US Inflation Likely To Come Down, But Days Of Price Rises Below 2% Are Behind - Investor

WASHINGTON (Pakistan Point News / Sputnik - 13th September, 2022) Inflation in the United States will likely decrease in the short term but is unlikely to fall below the US Federal Reserve's target rate of 2%, CEO of the financial services firm Sovereign Wealth Management Gary Korolev told Sputnik.

"The US is heading towards slower growth and a likely recession. That is continuing to signal that they will keep fighting inflation, and as long as employment continues to be relatively strong it only gives the Fed cover to continue with hawkish monetary policy," Korolev said. "Inflation will likely come down even drastically over the short term, however, the days of consistent below 2% inflation are likely behind us."

Korolev believes that recession is the likely outcome of the Fed's ongoing monetary policy moves.

"The most lagging indicator of a recession is unemployment. Given that it takes quite a while for companies to react and unwillingly let employees go," he explained. "The peak in unemployment often shows up well after the economy has already started improving. As you can see, the unemployment rate often peaks right at the end or even well after the recession is already over."
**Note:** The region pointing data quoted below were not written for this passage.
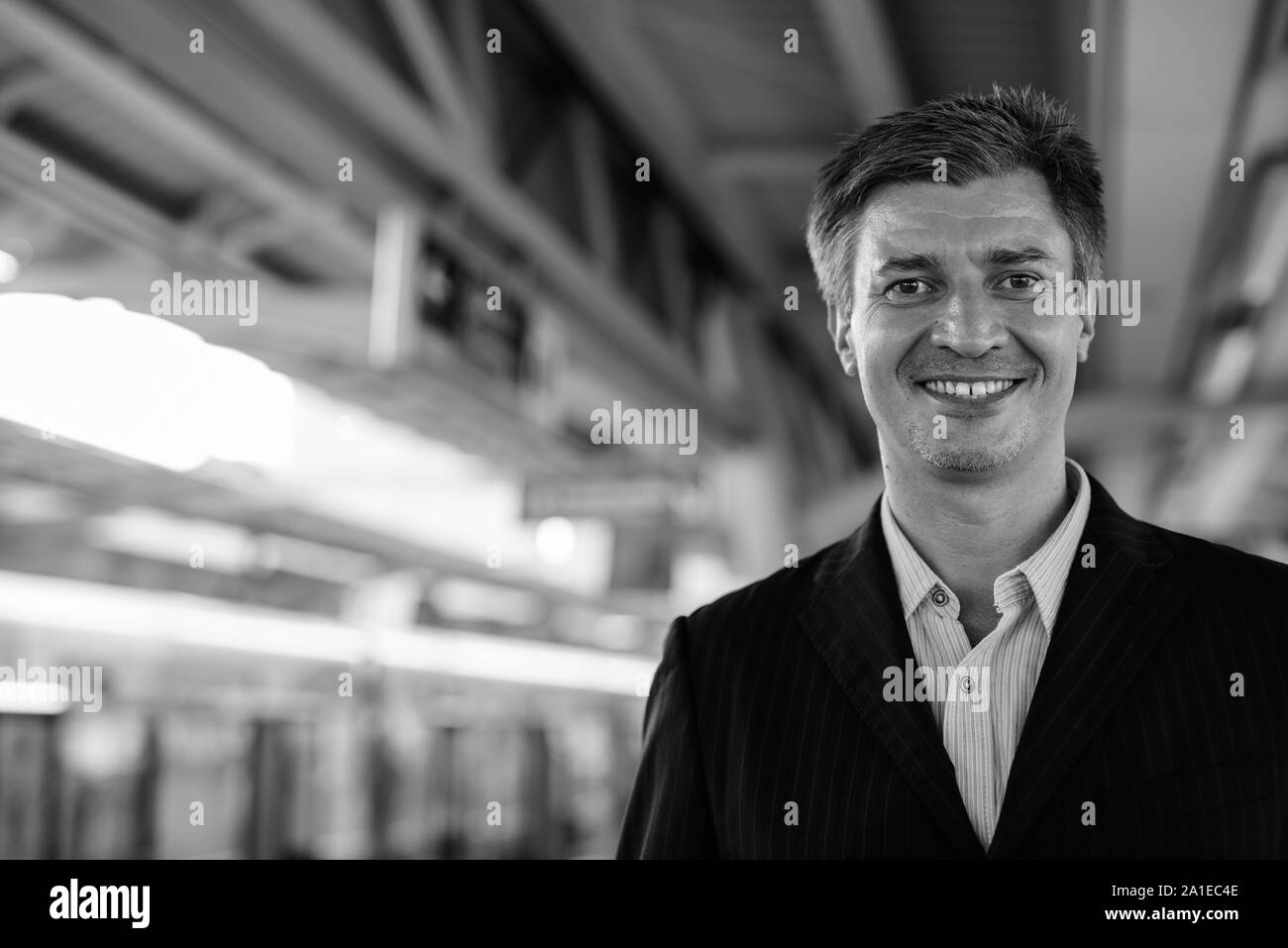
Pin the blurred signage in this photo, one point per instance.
(622, 498)
(642, 558)
(485, 324)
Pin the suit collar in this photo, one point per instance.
(1117, 601)
(857, 623)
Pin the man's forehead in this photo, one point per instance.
(939, 217)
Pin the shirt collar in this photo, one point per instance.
(1043, 574)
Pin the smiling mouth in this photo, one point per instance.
(969, 390)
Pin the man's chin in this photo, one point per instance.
(969, 460)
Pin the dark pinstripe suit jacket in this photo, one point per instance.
(773, 695)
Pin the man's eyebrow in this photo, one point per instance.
(1009, 257)
(902, 264)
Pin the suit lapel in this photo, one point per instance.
(857, 623)
(1109, 620)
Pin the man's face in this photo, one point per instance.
(944, 287)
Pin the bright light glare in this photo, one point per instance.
(555, 540)
(138, 385)
(172, 618)
(9, 266)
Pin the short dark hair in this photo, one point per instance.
(979, 137)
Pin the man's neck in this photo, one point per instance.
(973, 527)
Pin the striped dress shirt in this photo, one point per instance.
(980, 695)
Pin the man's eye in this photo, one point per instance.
(1022, 283)
(907, 287)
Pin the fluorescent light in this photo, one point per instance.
(138, 385)
(34, 698)
(9, 266)
(174, 618)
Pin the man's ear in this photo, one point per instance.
(1087, 316)
(838, 327)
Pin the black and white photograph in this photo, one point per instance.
(632, 430)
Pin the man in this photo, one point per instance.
(1000, 661)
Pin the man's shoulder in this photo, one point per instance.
(771, 600)
(1222, 562)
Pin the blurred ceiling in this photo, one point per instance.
(523, 165)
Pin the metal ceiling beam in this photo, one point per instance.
(790, 162)
(72, 54)
(432, 59)
(656, 116)
(863, 51)
(356, 75)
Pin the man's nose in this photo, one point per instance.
(970, 322)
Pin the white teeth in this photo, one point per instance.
(965, 389)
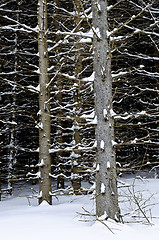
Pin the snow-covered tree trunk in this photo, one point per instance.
(76, 181)
(44, 107)
(106, 179)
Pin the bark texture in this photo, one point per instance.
(106, 180)
(44, 107)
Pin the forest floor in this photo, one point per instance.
(72, 217)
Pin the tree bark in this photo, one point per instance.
(76, 181)
(106, 179)
(44, 107)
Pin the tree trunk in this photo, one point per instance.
(76, 181)
(44, 107)
(106, 179)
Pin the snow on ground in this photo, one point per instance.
(66, 218)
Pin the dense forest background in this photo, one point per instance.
(134, 30)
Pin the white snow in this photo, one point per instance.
(21, 217)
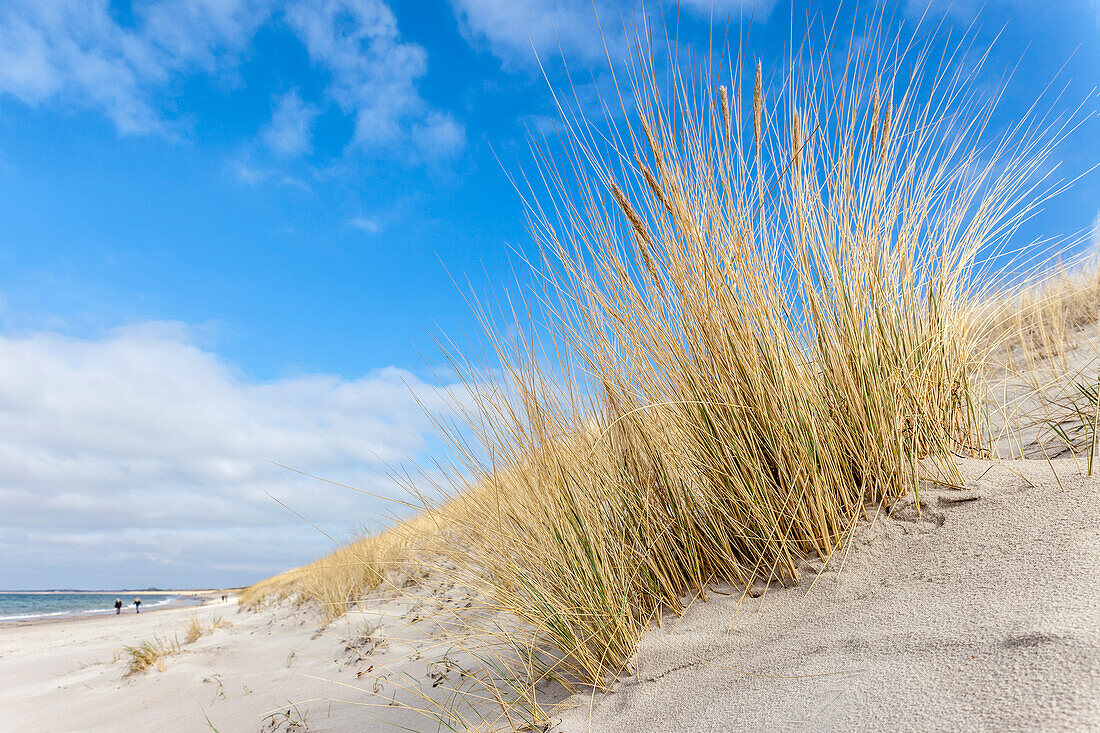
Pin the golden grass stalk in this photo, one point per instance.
(812, 350)
(740, 362)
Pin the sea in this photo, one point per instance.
(30, 605)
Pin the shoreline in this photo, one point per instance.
(180, 600)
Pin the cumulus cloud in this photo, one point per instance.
(78, 52)
(374, 72)
(516, 31)
(289, 133)
(75, 50)
(141, 456)
(365, 225)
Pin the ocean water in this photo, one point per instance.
(30, 605)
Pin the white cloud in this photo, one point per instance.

The Fed has raised rates by 225 basis points in four increases since March, with two back-to-back 75 basis point hikes in June and July, to curb runaway inflation.
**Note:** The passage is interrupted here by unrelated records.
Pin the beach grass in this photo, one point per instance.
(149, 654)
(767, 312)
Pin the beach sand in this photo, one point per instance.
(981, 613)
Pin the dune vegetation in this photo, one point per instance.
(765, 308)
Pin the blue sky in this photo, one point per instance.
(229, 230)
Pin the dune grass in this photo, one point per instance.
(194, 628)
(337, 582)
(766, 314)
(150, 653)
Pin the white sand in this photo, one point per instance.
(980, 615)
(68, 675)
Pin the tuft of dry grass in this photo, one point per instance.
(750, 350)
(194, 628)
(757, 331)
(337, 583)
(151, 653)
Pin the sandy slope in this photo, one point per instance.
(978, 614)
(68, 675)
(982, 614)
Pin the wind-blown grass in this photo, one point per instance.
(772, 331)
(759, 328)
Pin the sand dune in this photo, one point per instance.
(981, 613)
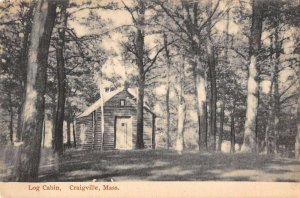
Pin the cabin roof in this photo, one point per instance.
(107, 96)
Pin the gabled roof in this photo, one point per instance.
(106, 97)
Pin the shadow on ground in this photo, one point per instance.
(162, 165)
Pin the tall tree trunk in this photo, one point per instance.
(270, 105)
(249, 144)
(102, 110)
(61, 79)
(232, 129)
(200, 85)
(11, 125)
(139, 42)
(213, 96)
(181, 113)
(53, 121)
(297, 144)
(276, 90)
(23, 66)
(68, 133)
(74, 134)
(269, 120)
(221, 126)
(168, 90)
(211, 61)
(34, 106)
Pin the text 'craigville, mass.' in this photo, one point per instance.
(93, 187)
(73, 187)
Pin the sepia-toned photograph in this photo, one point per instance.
(137, 90)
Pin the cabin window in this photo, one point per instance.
(122, 103)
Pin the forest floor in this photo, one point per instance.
(163, 165)
(159, 165)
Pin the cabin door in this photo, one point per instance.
(123, 133)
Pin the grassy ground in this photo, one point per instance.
(156, 165)
(162, 165)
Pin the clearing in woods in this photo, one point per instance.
(163, 165)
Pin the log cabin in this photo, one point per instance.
(119, 122)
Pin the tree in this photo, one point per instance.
(136, 46)
(249, 144)
(61, 78)
(33, 111)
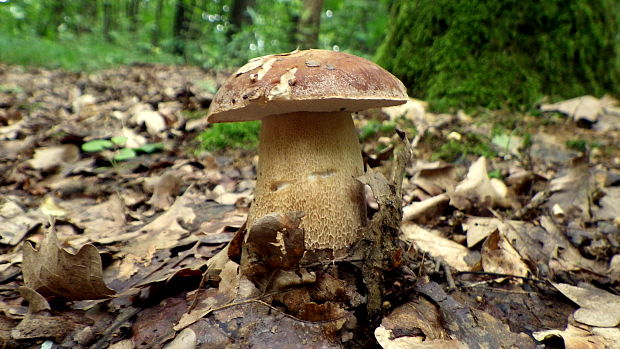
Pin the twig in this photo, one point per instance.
(448, 271)
(499, 275)
(124, 316)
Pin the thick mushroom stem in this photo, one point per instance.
(309, 162)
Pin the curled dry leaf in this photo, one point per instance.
(478, 228)
(598, 307)
(36, 302)
(213, 298)
(573, 191)
(425, 208)
(475, 328)
(415, 325)
(457, 256)
(498, 256)
(478, 190)
(186, 339)
(154, 121)
(164, 188)
(575, 337)
(52, 271)
(48, 158)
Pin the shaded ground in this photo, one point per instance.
(498, 248)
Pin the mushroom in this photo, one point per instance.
(309, 153)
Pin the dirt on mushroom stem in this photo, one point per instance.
(309, 162)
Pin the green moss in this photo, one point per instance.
(85, 53)
(458, 54)
(242, 135)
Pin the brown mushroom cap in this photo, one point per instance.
(311, 81)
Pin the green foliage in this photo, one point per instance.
(75, 54)
(503, 53)
(97, 145)
(121, 153)
(581, 144)
(242, 135)
(471, 144)
(90, 34)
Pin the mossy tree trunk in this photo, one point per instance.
(461, 53)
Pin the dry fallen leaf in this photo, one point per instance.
(478, 228)
(154, 121)
(498, 256)
(457, 256)
(598, 307)
(52, 271)
(478, 190)
(572, 191)
(48, 158)
(212, 298)
(575, 338)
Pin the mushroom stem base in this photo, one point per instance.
(309, 162)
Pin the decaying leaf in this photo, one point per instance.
(585, 108)
(598, 307)
(426, 208)
(572, 191)
(478, 190)
(186, 339)
(36, 302)
(478, 228)
(52, 271)
(274, 242)
(475, 328)
(498, 256)
(457, 256)
(575, 338)
(213, 298)
(164, 188)
(435, 177)
(416, 324)
(15, 222)
(154, 121)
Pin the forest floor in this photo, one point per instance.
(109, 216)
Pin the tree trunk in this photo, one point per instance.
(459, 54)
(239, 15)
(107, 19)
(52, 16)
(157, 29)
(133, 6)
(179, 27)
(309, 24)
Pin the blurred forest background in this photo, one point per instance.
(453, 54)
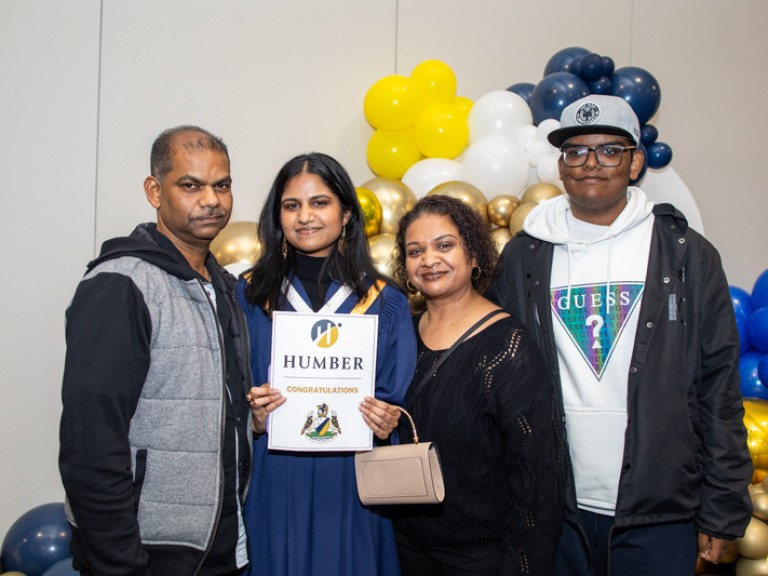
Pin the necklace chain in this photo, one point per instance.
(477, 297)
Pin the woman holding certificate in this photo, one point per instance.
(302, 513)
(489, 407)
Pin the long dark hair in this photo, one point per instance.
(354, 268)
(472, 230)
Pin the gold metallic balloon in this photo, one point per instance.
(756, 422)
(382, 246)
(754, 543)
(501, 207)
(539, 192)
(372, 212)
(501, 236)
(760, 505)
(466, 192)
(747, 567)
(238, 243)
(395, 198)
(518, 217)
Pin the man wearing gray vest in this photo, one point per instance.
(155, 452)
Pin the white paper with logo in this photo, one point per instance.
(324, 364)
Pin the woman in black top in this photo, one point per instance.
(489, 408)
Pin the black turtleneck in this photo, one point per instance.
(308, 270)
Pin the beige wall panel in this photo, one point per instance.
(49, 75)
(274, 79)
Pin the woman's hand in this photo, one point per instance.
(263, 401)
(381, 417)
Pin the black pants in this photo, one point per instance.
(656, 550)
(418, 559)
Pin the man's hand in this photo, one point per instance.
(712, 549)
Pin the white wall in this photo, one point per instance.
(87, 84)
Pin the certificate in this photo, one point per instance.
(324, 364)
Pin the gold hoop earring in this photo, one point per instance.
(341, 245)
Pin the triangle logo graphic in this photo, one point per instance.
(593, 325)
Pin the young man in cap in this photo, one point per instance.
(632, 311)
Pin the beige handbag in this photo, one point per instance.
(401, 474)
(407, 473)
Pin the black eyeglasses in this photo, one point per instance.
(607, 155)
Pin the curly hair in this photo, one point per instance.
(473, 232)
(355, 267)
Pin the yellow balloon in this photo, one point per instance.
(382, 246)
(518, 216)
(747, 567)
(390, 154)
(500, 209)
(371, 208)
(754, 543)
(396, 199)
(435, 81)
(463, 105)
(539, 192)
(237, 243)
(756, 423)
(392, 103)
(466, 192)
(501, 236)
(441, 131)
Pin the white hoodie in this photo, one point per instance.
(594, 334)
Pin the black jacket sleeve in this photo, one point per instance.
(108, 334)
(535, 464)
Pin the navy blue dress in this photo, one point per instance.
(302, 514)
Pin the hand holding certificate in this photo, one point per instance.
(324, 365)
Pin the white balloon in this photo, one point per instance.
(548, 172)
(496, 165)
(545, 127)
(525, 135)
(425, 174)
(666, 186)
(498, 112)
(537, 150)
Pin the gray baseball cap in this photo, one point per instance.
(596, 114)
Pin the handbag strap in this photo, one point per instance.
(447, 353)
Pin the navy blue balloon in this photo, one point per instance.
(659, 155)
(648, 134)
(37, 540)
(742, 302)
(744, 344)
(591, 67)
(63, 568)
(644, 169)
(757, 328)
(608, 66)
(523, 89)
(760, 291)
(601, 86)
(751, 385)
(553, 93)
(563, 61)
(640, 89)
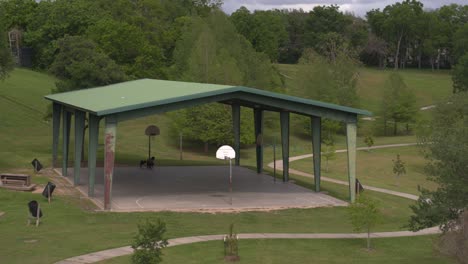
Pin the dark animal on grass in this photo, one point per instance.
(149, 163)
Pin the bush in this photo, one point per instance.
(148, 242)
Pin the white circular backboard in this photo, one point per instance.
(225, 152)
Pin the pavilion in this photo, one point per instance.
(133, 99)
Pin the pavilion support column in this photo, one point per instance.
(258, 119)
(236, 128)
(316, 149)
(92, 151)
(56, 114)
(79, 132)
(351, 144)
(109, 157)
(66, 140)
(284, 120)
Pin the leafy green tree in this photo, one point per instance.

US prices have been growing at around four-decade highs since late last year, although the closely watched Consumer price Index, or CPI, slowed to an annualized rate of 8.5% in July from a peak of 9.1% in June. The next CPI reading, for August, is due on Sept. 13.

The Fed's target for inflation is a mere 2% a year and it has vowed to raise interest rates as much as necessary to achieve that.
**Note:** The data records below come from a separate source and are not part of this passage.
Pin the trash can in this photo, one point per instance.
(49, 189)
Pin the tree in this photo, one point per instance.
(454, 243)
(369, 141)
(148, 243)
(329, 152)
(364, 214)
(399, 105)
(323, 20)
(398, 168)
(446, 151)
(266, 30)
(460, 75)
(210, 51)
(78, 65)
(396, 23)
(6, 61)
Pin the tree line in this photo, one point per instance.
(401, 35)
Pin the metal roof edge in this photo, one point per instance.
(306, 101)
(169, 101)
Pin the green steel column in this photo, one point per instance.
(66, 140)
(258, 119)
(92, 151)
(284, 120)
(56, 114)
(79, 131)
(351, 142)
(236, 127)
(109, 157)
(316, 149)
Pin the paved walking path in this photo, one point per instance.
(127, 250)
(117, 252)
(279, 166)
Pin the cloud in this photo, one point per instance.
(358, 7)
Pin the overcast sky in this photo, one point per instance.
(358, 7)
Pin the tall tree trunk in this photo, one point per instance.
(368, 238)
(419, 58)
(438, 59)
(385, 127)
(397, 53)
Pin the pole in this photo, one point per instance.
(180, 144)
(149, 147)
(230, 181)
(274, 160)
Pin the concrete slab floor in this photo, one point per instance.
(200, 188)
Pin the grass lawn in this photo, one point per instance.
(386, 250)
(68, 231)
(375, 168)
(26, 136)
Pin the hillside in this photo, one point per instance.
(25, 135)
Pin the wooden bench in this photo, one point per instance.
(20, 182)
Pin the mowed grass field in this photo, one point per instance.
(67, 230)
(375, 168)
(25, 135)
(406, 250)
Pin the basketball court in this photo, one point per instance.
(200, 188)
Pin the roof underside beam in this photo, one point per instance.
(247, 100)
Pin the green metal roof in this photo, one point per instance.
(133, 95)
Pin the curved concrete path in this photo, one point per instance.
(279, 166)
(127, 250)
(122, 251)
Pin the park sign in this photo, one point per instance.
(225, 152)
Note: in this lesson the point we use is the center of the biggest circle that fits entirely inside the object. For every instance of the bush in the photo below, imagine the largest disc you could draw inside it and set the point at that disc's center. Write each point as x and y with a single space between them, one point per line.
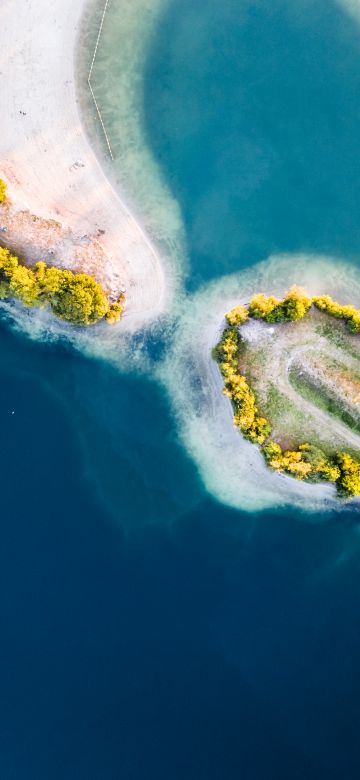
348 313
349 479
237 316
293 307
3 189
246 416
293 462
76 298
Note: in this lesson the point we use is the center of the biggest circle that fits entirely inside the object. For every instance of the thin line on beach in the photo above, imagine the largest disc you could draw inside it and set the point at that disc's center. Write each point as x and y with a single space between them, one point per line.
90 74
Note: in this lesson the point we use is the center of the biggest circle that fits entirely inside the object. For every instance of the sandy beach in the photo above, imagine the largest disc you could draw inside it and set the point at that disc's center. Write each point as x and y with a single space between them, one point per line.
51 170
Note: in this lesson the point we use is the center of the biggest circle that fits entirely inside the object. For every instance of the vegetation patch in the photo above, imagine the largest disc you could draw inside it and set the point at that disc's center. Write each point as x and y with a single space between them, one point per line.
307 461
76 298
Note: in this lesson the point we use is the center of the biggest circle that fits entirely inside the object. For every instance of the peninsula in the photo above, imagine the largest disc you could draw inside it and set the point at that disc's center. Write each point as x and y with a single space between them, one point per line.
62 207
291 369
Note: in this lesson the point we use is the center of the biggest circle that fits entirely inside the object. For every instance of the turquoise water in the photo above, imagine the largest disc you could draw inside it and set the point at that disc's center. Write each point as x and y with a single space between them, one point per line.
149 631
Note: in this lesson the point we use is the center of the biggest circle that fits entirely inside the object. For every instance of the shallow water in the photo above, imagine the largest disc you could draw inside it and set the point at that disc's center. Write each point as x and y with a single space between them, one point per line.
147 630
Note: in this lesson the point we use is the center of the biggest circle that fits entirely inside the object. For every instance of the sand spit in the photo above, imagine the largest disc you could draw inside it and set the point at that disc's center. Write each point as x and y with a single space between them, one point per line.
232 468
51 170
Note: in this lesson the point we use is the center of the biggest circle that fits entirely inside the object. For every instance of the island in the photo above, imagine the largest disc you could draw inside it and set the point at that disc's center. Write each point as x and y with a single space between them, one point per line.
291 369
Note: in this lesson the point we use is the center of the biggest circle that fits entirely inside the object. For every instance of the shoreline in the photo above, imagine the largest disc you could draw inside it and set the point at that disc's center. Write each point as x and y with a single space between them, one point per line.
50 167
232 468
Economists have cautioned that the Fed could end up pushing the United States into a deep economy with its sharpest rate hikes in four decades, saying the high-flying housing sector and one-time ebullient stock market could be major victims.

Preliminary estimates show the GDP likely contracted by 0.6% in the second quarter after a 1.6% slowdown in the first quarter. Two straight quarters of GDP growth typically places an economy in a recession.